Resumo – o que a Lucky FF918 não te diz abertamente
Resumindo com honestidade, porque isto não é um aparelho de fachada e não vou fingir que é:
- A profundidade e a temperatura são verdadeiras – como ferramenta para verificar o pesqueiro antes de lançar, o aparelho cumpre.
- A altura do eco é representada fielmente, mas isso não significa que ali esteja um peixe. Se a sonda assinalou um alvo a 4 metros, o ícone ficará a 4 metros, só que por baixo pode crescer um arbusto em vez de nadar uma carpa.
- Não trates o tamanho do ícone como informação – é sorteado, um ícone grande não significa um peixe grande.
- Um ícone de peixe não significa «peixe» – a sonda assinala apenas um alvo na água, e uma planta, uma árvore caída, um obstáculo ou bolhas parecem idênticos no ecrã.
- O ecograma colorido não é uma imagem do fundo – a textura, a vegetação e as cores são gráficos da memória do aparelho.
- Quatro alvos ao mesmo tempo é o teto – um cardume não tem como mostrar-se.
Por outras palavras: a Lucky FF918 é um medidor de profundidade com termómetro decente e um indicador de «está ali algo suspenso na água». Não é uma sonda no sentido que um pescador entende ao olhar para uma imagem do fundo.
Como analisei a sonda Lucky FF918
Um analisador lógico ligado à linha de dados da Lucky FF918, entre o módulo de rádio e o ecrã, sete gravações independentes a diferentes profundidades e temperaturas. Os dados viajam ali em texto aberto, sem qualquer cifra. As sete gravações decompõem-se nos mesmos pacotes de 9 bytes, e a temperatura lida deles fica pregada em cada gravação, enquanto a profundidade muda de forma contínua. É assim que se vê um protocolo corretamente lido. Além disso segui a lógica do próprio ecrã, para determinar o que ele faz com esses dados.
O que não verifiquei e por isso não escrevo: não me pronuncio sobre a qualidade do transdutor em si nem sobre quão bem a sonda deteta alvos na água, não tenho dados para isso. Também não afirmo que o aparelho meça mal a profundidade. Descrevo apenas o que provei: o que a sonda envia e o que o ecrã faz com isso. A análise diz respeito a um exemplar concreto e à versão de firmware que nele encontrei.
A imagem comparativa no início do artigo é a minha reconstrução, desenhada com o mesmo algoritmo que encontrei no ecrã, e não uma captura do aparelho.

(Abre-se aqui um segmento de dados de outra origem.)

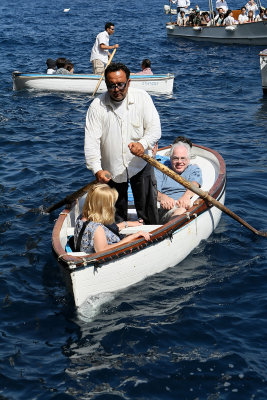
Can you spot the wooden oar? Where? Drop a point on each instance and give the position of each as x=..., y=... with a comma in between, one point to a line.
x=204, y=195
x=69, y=199
x=73, y=196
x=103, y=73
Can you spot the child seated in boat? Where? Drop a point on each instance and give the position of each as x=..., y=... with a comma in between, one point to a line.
x=205, y=19
x=69, y=67
x=259, y=17
x=146, y=68
x=174, y=198
x=219, y=18
x=182, y=19
x=229, y=19
x=242, y=18
x=95, y=228
x=51, y=66
x=251, y=17
x=197, y=19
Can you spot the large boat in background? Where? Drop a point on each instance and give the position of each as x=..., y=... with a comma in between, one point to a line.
x=254, y=33
x=126, y=264
x=263, y=67
x=83, y=83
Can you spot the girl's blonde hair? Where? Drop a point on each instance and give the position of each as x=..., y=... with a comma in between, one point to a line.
x=99, y=204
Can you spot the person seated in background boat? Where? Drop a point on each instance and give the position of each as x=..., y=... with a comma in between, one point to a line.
x=197, y=19
x=191, y=17
x=182, y=19
x=251, y=6
x=146, y=68
x=69, y=67
x=173, y=197
x=242, y=18
x=221, y=4
x=250, y=17
x=182, y=5
x=95, y=229
x=229, y=19
x=205, y=19
x=51, y=66
x=61, y=62
x=259, y=17
x=100, y=51
x=219, y=17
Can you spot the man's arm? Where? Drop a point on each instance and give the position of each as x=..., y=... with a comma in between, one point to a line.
x=93, y=133
x=152, y=127
x=165, y=201
x=185, y=200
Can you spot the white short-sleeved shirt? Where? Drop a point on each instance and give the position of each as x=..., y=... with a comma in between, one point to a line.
x=242, y=19
x=110, y=128
x=97, y=53
x=221, y=4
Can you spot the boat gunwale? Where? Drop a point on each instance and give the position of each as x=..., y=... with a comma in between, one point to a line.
x=36, y=75
x=72, y=262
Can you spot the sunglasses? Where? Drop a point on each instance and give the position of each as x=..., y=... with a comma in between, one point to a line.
x=113, y=86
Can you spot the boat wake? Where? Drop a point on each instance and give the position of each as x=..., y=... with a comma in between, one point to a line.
x=92, y=306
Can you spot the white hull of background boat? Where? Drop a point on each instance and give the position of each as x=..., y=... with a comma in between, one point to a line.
x=263, y=67
x=81, y=83
x=252, y=34
x=91, y=274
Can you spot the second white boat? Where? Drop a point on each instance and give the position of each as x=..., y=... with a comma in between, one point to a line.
x=82, y=83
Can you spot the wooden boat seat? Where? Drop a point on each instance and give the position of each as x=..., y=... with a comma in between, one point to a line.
x=125, y=231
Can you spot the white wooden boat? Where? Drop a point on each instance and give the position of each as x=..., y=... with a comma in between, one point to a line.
x=263, y=67
x=112, y=270
x=254, y=33
x=82, y=83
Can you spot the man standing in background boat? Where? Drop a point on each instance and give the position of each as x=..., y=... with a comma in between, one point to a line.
x=221, y=4
x=182, y=5
x=122, y=124
x=100, y=54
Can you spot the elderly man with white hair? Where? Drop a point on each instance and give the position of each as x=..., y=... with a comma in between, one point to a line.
x=173, y=197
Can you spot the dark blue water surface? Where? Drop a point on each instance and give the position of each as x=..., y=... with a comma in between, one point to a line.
x=193, y=332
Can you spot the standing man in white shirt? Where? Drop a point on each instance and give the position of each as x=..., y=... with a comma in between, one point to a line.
x=182, y=5
x=242, y=18
x=122, y=124
x=100, y=51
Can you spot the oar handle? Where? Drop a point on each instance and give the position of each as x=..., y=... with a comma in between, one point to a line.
x=103, y=73
x=204, y=195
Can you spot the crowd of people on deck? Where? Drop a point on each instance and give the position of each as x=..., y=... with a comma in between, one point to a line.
x=250, y=12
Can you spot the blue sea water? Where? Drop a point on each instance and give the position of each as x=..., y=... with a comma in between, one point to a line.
x=196, y=331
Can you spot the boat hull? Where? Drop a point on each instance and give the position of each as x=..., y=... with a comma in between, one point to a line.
x=79, y=83
x=248, y=34
x=116, y=269
x=263, y=68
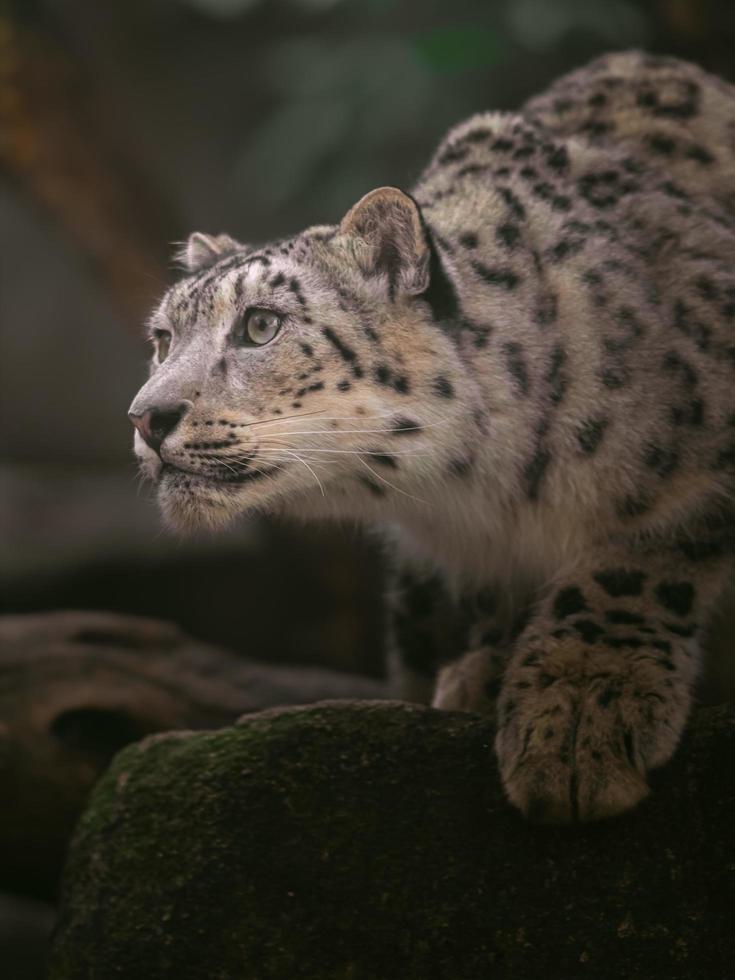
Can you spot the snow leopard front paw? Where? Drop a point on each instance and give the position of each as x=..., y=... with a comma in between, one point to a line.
x=579, y=730
x=471, y=683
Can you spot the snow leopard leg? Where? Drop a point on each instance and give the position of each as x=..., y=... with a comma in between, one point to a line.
x=598, y=688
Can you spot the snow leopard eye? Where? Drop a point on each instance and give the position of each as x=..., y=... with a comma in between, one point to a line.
x=257, y=327
x=163, y=344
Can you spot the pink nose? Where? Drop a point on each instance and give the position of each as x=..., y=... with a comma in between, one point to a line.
x=157, y=423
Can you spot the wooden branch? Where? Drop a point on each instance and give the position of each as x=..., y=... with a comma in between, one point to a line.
x=52, y=149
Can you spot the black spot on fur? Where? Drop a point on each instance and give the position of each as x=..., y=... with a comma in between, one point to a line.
x=386, y=459
x=624, y=617
x=614, y=377
x=441, y=293
x=699, y=154
x=558, y=159
x=345, y=352
x=403, y=426
x=661, y=460
x=535, y=469
x=677, y=597
x=590, y=433
x=443, y=387
x=556, y=378
x=568, y=602
x=618, y=642
x=607, y=695
x=588, y=630
x=620, y=582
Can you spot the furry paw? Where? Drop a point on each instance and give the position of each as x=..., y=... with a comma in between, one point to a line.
x=471, y=683
x=578, y=734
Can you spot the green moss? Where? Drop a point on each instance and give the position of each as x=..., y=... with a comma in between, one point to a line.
x=371, y=840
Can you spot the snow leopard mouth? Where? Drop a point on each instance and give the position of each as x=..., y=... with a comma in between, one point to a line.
x=189, y=480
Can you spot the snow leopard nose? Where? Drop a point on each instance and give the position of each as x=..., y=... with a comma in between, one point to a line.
x=157, y=423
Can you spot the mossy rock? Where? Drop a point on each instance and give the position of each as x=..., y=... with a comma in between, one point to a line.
x=371, y=840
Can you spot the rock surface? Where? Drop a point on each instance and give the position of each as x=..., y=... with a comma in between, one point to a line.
x=77, y=686
x=370, y=841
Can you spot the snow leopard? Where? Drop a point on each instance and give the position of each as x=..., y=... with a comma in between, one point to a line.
x=521, y=369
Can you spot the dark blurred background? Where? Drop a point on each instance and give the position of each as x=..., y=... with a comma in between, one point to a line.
x=125, y=125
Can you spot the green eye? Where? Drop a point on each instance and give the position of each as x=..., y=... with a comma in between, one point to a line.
x=256, y=328
x=163, y=344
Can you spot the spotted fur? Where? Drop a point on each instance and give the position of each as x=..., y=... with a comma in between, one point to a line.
x=524, y=371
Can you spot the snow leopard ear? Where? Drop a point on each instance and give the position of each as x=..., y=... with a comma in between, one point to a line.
x=390, y=222
x=203, y=250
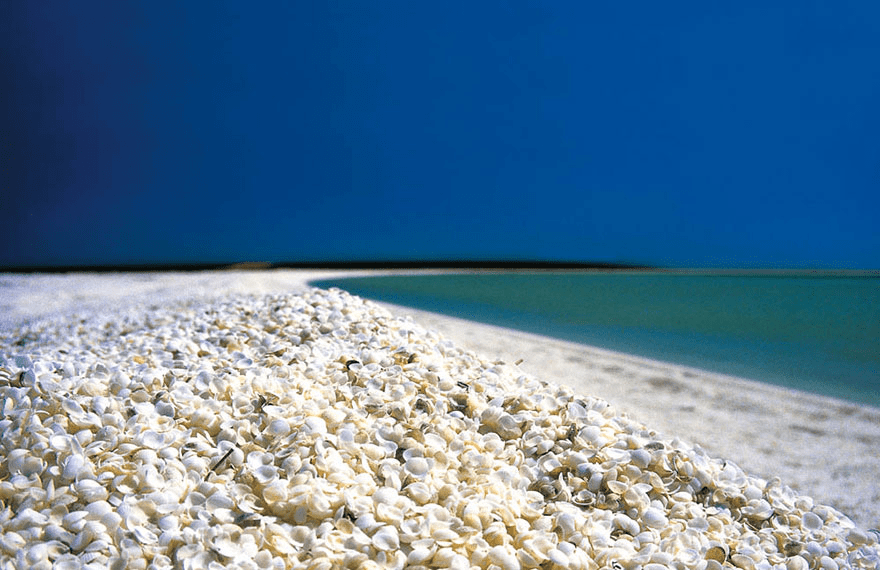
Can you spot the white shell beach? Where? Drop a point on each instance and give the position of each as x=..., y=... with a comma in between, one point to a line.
x=821, y=447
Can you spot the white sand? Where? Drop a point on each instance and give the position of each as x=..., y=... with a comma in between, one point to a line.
x=822, y=447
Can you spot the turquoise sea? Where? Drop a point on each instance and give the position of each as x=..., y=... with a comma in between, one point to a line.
x=816, y=333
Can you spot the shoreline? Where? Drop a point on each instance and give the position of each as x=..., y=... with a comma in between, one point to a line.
x=821, y=447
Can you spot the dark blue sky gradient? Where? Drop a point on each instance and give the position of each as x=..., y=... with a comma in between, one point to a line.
x=208, y=132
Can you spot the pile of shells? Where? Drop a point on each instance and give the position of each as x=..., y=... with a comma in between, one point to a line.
x=319, y=431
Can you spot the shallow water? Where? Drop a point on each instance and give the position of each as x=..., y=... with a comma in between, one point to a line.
x=812, y=333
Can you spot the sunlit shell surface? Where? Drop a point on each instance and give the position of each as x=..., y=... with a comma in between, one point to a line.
x=319, y=431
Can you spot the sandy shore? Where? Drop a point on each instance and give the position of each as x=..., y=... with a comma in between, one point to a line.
x=819, y=446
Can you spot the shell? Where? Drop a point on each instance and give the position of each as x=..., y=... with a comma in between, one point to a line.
x=317, y=430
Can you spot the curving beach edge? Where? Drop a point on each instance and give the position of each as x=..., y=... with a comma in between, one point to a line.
x=189, y=418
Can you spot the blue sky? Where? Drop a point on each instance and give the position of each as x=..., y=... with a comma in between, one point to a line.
x=688, y=134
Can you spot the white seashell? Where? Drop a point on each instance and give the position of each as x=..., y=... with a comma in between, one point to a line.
x=419, y=555
x=654, y=518
x=504, y=558
x=278, y=428
x=386, y=538
x=266, y=474
x=144, y=536
x=151, y=439
x=811, y=521
x=418, y=492
x=626, y=524
x=90, y=490
x=417, y=467
x=219, y=500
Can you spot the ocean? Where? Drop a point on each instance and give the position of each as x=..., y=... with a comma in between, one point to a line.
x=816, y=333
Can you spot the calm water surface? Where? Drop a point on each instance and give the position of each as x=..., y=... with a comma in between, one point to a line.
x=818, y=334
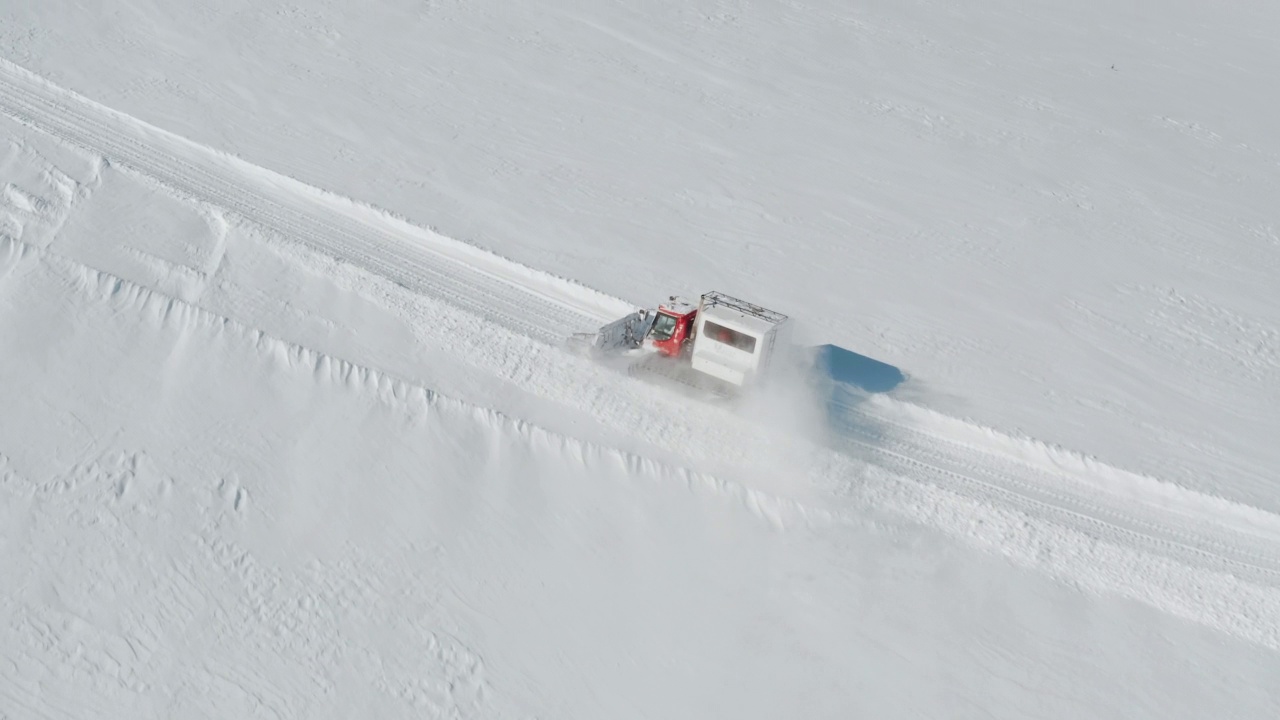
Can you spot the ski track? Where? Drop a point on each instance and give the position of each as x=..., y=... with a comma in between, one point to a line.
x=1205, y=533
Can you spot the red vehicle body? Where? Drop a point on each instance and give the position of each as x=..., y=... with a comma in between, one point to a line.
x=672, y=328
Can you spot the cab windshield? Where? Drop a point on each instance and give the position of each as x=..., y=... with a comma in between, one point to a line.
x=663, y=327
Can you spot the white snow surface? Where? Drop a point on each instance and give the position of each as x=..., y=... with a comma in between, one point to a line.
x=287, y=427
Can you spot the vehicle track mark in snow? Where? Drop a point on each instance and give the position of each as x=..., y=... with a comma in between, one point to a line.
x=534, y=305
x=383, y=244
x=1070, y=546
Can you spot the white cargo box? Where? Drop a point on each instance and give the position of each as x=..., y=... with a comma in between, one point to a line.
x=735, y=341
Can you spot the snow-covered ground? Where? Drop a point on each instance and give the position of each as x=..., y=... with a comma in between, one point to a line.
x=270, y=447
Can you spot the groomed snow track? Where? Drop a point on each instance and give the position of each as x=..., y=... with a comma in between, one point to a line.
x=1225, y=538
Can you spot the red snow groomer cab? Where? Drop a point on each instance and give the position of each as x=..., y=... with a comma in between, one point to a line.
x=672, y=328
x=722, y=343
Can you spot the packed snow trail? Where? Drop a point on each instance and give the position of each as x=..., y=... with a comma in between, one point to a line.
x=1115, y=509
x=412, y=256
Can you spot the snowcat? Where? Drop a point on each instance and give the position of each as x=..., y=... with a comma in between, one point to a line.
x=721, y=343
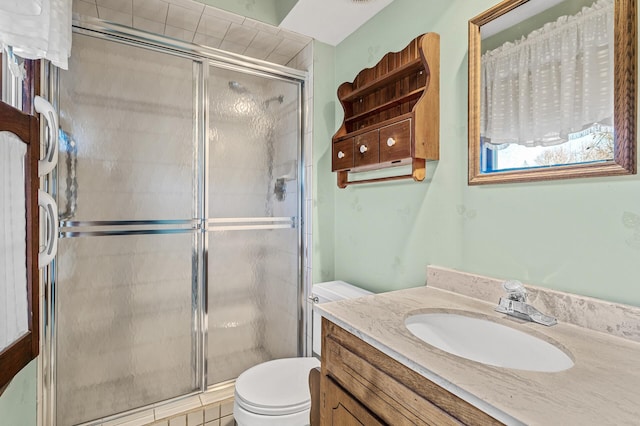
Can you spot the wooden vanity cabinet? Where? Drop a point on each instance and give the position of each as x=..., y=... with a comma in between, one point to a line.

Fontes e material para verificares
- Decisão da Comissão 2006/771/CE – harmonização do espetro para dispositivos de curto alcance na UE, origem dos limites para as bandas de 433 e 868 MHz
- ETSI EN 300 220-2 – norma harmonizada que define potências e tempo de emissão permitido
- ANACOM – o regulador português, utilização do espetro isenta de licenciamento
- Semtech SX1280 – circuito LoRa de 2,4 GHz, exemplo de banda com débito suficiente para uma imagem de sonar
Ressalva. A análise diz respeito a um exemplar concreto e ao firmware que nele encontrei: outros lotes e variantes do modelo (FF918-C, CWLS e derivados) podem diferir. Os limites de rádio e os débitos são indicativos, de acordo com as regras da UE para dispositivos de curto alcance; os valores exatos dependem da sub-banda e da solução concreta. Se contigo isto parecer diferente, escreve-me, verifico com gosto outro exemplar.
É assim que funciona connosco: antes de qualquer coisa entrar nos nossos barcos, passa por esta bancada. E se algo não passa, dizemo-lo em voz alta, mesmo quando ninguém quer ouvir.